Soit ! Nous nous montrerons magnanimes, nous ne les fusillerons pas, nous ne les gorgerons pas d’eau salée, nous ne les saupoudrerons pas de punaises, nous ne leur passerons pas le mors pour qu’il fassent « l’hirondelle », nous ne les maintiendrons pas debout pendant une semaine, sans dormir, nous ne les frapperons pas à coups de bottes ni de matraque en caoutchouc, nous ne leur enserrerons pas le crâne dans un anneau de fer, nous ne les entasserons pas dans une cellule comme des colis pour qu’ils ne puissent s’étendre que les uns sur les autres, nous ne leur ferons rien de ce qu’ils ont fait, eux. Mais face à notre pays, et face à nos enfants, nous avons le devoir de les rechercher tous et de les traduire tous en justice ! Non pas tant pour juger leurs personnes que leurs crimes, pour obtenir que chacun dise au moins à haute voix et intelligible voix : « Oui, j’ai été un bourreau et un assassin »”. page 121

L'auteur

  • Georges Nivat, normalien,  agrégé de russe, diplômé d’Oxford, a enseigné à Toulouse, Lille, Paris X ; aujourd’hui professeur honoraire à l’Université de Genève, il bénéficie aussi du statut de chercheur à Harvard et à Stanford. Il a traduit plusieurs des ouvrages de Soljenitsyne et en a écrit quelques autres sur Soljenitsyne : il a ainsi traduit et préfacé Le Pavillon des Cancéreux et préfacé pour la Pléiade le Crime et Châtiment de Dostoïevski.
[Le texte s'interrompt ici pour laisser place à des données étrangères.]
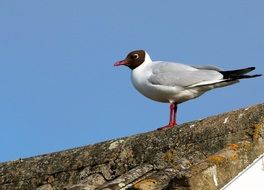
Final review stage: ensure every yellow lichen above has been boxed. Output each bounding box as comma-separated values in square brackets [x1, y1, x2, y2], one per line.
[163, 150, 176, 162]
[252, 124, 261, 141]
[242, 141, 251, 150]
[133, 179, 157, 190]
[230, 154, 238, 160]
[207, 155, 226, 164]
[228, 144, 239, 151]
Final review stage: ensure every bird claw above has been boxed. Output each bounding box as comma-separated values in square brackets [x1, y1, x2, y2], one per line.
[157, 123, 177, 131]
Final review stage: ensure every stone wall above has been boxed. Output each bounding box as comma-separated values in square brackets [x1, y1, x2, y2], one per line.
[0, 104, 264, 190]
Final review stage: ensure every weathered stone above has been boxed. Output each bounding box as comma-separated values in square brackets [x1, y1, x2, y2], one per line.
[0, 104, 264, 190]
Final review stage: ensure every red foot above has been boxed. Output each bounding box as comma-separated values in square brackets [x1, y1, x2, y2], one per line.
[157, 123, 177, 131]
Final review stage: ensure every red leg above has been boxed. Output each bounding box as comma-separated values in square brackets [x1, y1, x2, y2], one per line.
[158, 103, 177, 130]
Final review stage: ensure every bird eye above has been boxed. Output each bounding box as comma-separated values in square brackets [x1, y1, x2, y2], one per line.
[131, 54, 139, 59]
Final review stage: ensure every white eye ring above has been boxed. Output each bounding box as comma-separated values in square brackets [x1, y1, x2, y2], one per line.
[132, 53, 139, 59]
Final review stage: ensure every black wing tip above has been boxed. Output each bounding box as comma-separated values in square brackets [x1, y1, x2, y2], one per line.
[252, 74, 262, 77]
[247, 67, 256, 71]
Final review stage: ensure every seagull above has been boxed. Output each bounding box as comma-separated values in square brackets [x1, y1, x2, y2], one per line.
[114, 50, 261, 130]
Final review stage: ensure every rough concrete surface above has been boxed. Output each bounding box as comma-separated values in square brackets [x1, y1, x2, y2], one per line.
[0, 104, 264, 190]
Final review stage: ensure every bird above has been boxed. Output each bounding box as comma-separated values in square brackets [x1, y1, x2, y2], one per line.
[114, 50, 261, 130]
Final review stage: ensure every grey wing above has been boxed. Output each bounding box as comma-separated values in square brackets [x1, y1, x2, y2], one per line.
[192, 65, 223, 71]
[148, 62, 223, 87]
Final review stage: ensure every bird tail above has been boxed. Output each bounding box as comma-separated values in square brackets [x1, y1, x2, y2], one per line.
[218, 67, 262, 81]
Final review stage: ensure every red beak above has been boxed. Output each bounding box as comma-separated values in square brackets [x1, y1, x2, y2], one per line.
[114, 60, 127, 66]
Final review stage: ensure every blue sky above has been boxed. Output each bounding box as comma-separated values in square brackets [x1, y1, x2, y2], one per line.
[0, 0, 264, 162]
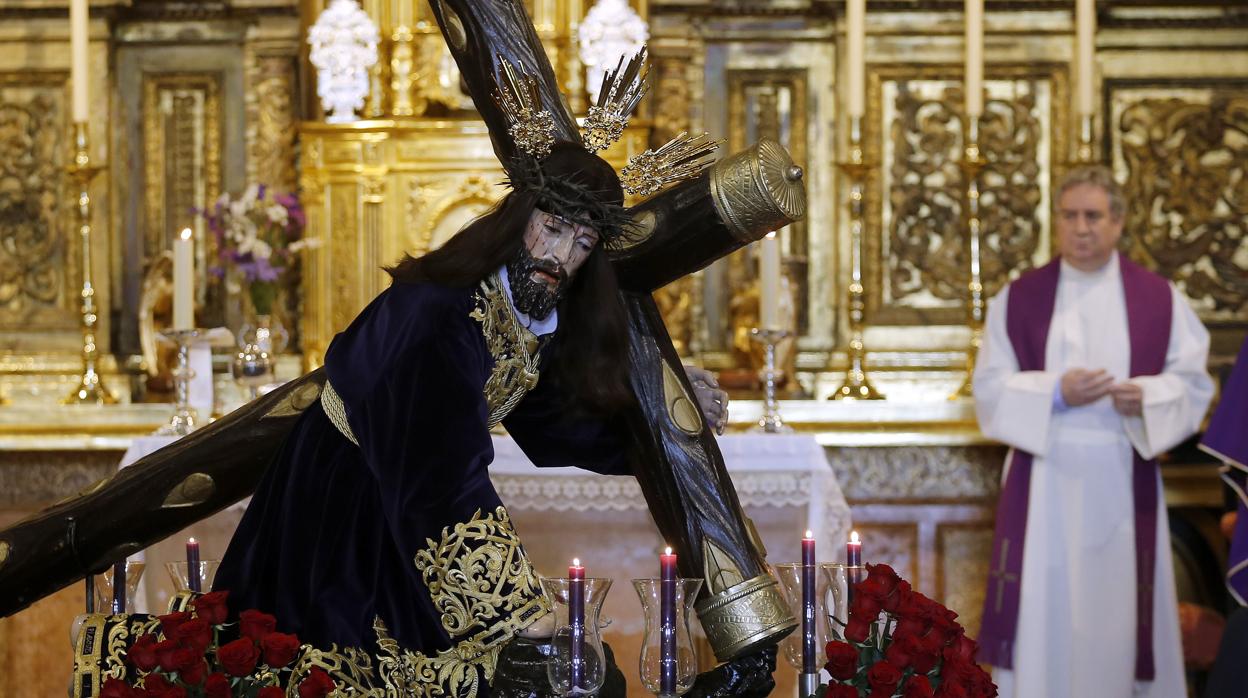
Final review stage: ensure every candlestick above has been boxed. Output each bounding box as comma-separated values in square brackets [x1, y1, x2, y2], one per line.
[659, 547, 676, 696]
[759, 231, 780, 330]
[173, 227, 195, 330]
[186, 538, 203, 592]
[1075, 0, 1096, 116]
[831, 116, 884, 400]
[750, 327, 792, 433]
[801, 529, 819, 674]
[568, 558, 585, 691]
[948, 116, 987, 400]
[966, 0, 983, 116]
[112, 558, 126, 614]
[61, 119, 117, 405]
[845, 0, 866, 117]
[70, 0, 90, 121]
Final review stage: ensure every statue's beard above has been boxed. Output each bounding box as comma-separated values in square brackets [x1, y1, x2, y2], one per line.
[507, 247, 568, 320]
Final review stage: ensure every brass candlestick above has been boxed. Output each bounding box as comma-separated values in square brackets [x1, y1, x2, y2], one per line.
[61, 121, 117, 405]
[950, 116, 987, 400]
[831, 116, 884, 400]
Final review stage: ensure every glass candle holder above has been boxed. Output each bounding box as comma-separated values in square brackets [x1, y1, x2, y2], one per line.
[542, 577, 612, 696]
[165, 559, 221, 593]
[633, 578, 703, 697]
[95, 559, 147, 614]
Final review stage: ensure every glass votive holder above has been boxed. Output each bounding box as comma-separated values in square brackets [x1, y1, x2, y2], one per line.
[165, 559, 221, 593]
[95, 559, 147, 614]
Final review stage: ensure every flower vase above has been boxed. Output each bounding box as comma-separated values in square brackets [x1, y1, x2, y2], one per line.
[633, 578, 703, 698]
[542, 577, 612, 696]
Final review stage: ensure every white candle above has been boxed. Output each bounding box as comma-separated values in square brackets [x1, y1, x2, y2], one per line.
[1075, 0, 1096, 116]
[845, 0, 866, 117]
[173, 227, 195, 330]
[759, 231, 780, 330]
[70, 0, 90, 121]
[966, 0, 983, 117]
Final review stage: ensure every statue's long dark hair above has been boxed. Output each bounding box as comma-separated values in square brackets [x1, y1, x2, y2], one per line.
[386, 144, 634, 413]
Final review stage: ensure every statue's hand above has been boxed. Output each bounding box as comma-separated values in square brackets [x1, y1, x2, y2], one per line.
[685, 366, 728, 433]
[684, 644, 776, 698]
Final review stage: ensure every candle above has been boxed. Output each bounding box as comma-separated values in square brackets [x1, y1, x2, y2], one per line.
[112, 559, 126, 613]
[759, 231, 780, 330]
[173, 227, 195, 330]
[845, 0, 866, 117]
[659, 547, 676, 696]
[1075, 0, 1096, 116]
[966, 0, 983, 117]
[186, 538, 203, 592]
[568, 558, 585, 689]
[70, 0, 90, 121]
[801, 529, 819, 674]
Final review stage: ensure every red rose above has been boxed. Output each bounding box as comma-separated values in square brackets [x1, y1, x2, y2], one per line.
[100, 677, 135, 698]
[191, 592, 230, 626]
[238, 608, 277, 642]
[300, 667, 334, 698]
[260, 633, 300, 669]
[177, 659, 208, 686]
[826, 641, 857, 681]
[203, 672, 233, 698]
[866, 659, 901, 694]
[884, 636, 924, 668]
[845, 616, 874, 642]
[126, 634, 160, 672]
[901, 676, 932, 698]
[217, 637, 260, 677]
[173, 618, 212, 657]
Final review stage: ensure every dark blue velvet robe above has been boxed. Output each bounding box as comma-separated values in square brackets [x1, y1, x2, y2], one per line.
[215, 283, 629, 684]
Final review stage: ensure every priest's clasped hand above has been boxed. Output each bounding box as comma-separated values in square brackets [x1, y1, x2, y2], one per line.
[685, 366, 728, 435]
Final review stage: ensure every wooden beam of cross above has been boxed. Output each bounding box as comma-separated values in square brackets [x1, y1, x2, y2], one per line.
[429, 0, 805, 661]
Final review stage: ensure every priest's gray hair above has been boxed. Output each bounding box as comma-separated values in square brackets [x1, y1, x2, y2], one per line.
[1057, 165, 1127, 220]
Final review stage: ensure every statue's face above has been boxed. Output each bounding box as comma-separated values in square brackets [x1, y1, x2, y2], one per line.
[507, 209, 598, 320]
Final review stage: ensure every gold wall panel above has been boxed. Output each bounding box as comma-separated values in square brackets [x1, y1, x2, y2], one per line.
[865, 65, 1068, 325]
[1104, 79, 1248, 322]
[0, 71, 81, 330]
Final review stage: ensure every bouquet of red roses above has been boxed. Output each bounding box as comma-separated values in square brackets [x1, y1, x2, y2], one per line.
[100, 592, 336, 698]
[824, 564, 997, 698]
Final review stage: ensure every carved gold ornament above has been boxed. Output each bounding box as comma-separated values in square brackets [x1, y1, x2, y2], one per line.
[582, 46, 650, 152]
[494, 56, 554, 160]
[468, 273, 540, 428]
[620, 131, 721, 196]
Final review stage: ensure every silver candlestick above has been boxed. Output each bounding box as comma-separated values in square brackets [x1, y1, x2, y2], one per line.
[156, 330, 201, 436]
[750, 327, 792, 433]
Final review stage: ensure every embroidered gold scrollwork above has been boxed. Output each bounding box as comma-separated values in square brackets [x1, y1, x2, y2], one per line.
[468, 275, 540, 428]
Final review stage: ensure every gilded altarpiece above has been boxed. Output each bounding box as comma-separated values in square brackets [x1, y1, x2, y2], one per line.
[865, 65, 1068, 327]
[1106, 79, 1248, 323]
[0, 71, 81, 332]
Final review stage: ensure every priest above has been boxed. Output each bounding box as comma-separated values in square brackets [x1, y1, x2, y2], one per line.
[975, 166, 1213, 698]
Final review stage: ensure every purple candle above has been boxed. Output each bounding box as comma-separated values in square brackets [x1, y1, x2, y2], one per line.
[568, 558, 585, 689]
[112, 559, 126, 613]
[801, 531, 819, 674]
[659, 548, 676, 696]
[186, 538, 203, 592]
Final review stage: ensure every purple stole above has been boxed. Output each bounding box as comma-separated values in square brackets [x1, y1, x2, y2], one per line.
[1201, 338, 1248, 604]
[978, 255, 1173, 681]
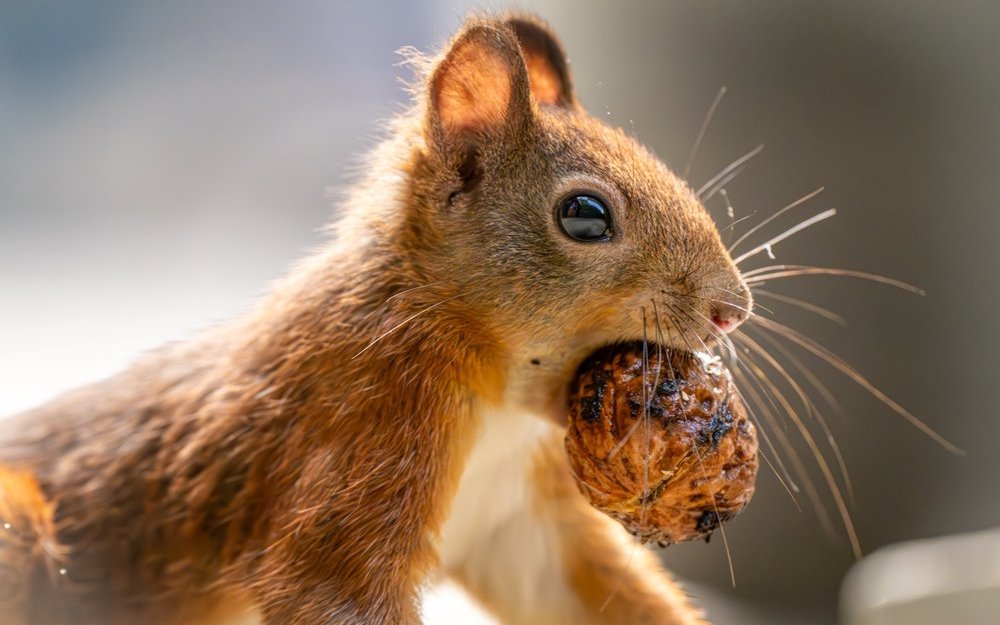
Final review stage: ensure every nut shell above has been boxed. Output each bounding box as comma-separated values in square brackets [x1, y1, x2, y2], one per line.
[566, 343, 757, 546]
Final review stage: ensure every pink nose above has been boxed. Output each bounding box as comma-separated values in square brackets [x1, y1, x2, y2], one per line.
[712, 302, 747, 333]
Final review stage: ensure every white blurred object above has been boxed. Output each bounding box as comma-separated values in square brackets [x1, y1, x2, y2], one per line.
[841, 529, 1000, 625]
[421, 579, 497, 625]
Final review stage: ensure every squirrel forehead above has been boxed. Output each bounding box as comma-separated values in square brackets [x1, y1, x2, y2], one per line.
[536, 107, 700, 208]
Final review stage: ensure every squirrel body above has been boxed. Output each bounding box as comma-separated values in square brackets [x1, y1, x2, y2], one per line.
[0, 17, 751, 625]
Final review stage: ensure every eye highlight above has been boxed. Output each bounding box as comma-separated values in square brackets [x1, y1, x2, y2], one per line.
[556, 193, 614, 243]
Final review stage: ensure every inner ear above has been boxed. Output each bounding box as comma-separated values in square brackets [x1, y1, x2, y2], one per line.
[506, 16, 576, 108]
[428, 23, 531, 152]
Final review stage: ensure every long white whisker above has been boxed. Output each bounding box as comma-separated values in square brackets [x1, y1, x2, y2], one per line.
[729, 187, 825, 254]
[756, 317, 965, 456]
[753, 289, 847, 328]
[696, 143, 764, 201]
[681, 85, 726, 180]
[733, 208, 837, 265]
[743, 265, 926, 296]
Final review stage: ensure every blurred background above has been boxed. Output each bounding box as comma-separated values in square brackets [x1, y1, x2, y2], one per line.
[0, 0, 1000, 625]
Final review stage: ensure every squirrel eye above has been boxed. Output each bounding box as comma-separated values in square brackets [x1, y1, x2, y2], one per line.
[558, 194, 614, 243]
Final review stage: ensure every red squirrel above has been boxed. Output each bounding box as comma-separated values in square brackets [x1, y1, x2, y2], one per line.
[0, 16, 752, 625]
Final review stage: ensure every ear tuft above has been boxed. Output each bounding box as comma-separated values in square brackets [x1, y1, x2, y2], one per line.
[505, 15, 576, 108]
[429, 23, 530, 144]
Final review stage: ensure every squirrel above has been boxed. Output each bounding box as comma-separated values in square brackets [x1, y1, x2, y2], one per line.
[0, 14, 753, 625]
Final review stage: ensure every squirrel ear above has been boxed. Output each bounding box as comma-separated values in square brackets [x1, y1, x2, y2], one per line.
[427, 22, 531, 149]
[506, 15, 576, 108]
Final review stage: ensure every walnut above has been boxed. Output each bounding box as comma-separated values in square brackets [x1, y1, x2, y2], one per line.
[566, 343, 757, 546]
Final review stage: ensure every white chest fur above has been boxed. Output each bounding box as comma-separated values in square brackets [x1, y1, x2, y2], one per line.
[438, 408, 574, 612]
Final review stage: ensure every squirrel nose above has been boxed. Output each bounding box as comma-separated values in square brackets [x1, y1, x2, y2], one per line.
[712, 302, 749, 334]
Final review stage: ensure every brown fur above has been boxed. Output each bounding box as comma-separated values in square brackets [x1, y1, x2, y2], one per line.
[0, 11, 749, 625]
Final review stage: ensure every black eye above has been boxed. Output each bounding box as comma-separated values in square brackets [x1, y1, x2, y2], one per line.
[559, 195, 614, 243]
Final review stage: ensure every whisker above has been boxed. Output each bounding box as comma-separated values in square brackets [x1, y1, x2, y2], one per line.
[691, 442, 736, 588]
[740, 354, 840, 550]
[719, 211, 757, 234]
[729, 187, 826, 254]
[733, 208, 837, 265]
[741, 325, 844, 416]
[756, 317, 965, 456]
[757, 448, 802, 512]
[351, 293, 464, 360]
[753, 289, 847, 328]
[743, 265, 927, 295]
[695, 143, 764, 201]
[743, 336, 862, 559]
[681, 85, 726, 180]
[741, 332, 854, 500]
[383, 280, 444, 304]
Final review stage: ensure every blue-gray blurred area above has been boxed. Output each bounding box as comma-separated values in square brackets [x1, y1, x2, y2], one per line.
[0, 0, 1000, 625]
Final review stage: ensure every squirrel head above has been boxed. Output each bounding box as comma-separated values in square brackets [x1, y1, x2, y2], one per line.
[382, 16, 752, 400]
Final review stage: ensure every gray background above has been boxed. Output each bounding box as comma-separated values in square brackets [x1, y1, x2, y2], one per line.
[0, 0, 1000, 623]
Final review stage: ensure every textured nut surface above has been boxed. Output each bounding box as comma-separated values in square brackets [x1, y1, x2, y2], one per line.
[566, 343, 757, 545]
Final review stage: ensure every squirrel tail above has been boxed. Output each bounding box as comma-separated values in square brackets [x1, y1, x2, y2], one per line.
[0, 465, 65, 625]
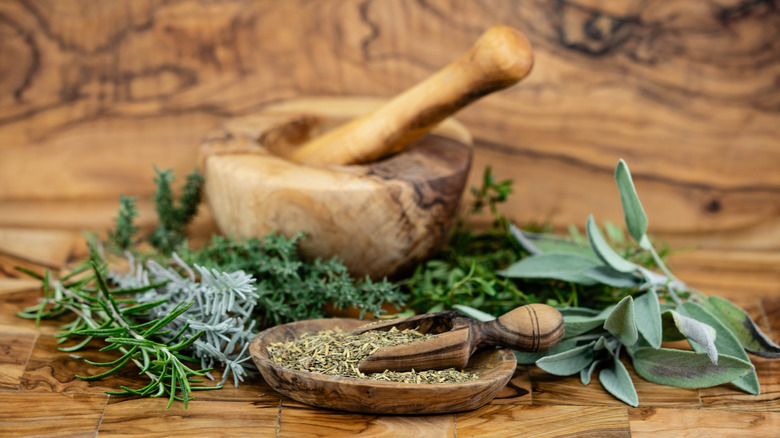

  • Alexandre Soljenitsyne, russe, né au lendemain de la Révolution en 1918, compte parmi les plus grands écrivains russes et peut être le plus grand du XXème siècle. Après des études de mathématiques et de littérature, , il entre dans l’armée à l’heure de la guerre et se distingue par une conduite exemplaire, gagnant ainsi ses galons de capitaine d’artillerie ; jusqu’au jour où sa correspondance interceptée est jugée suspecte et contre-révolutionnaire, ce qui lui vaut 12 ans de camp et la relégation ensuite… jusqu’à sa réhabilitation en 1959. Ses livres écrits à l’époque de sa relégation et dans la clandestinité puis après sa réhabilitation vont lui valoir le Prix Nobel de Littérature en 1970 jusqu’à la consécration mondiale résultant de la publication de L'Archipel du Goulag, rendue possible par d’innombrables complicités occidentales. Plutôt que l’arrestation à laquelle il s’attend, c’est l’exil dont il fera l’objet en 1974, pour revenir finalement en Russie vingt ans plus tard à l’époque de la Glasnost et grâce à Gorbatchev et y mourir en 2008 à l’âge de 89 ans.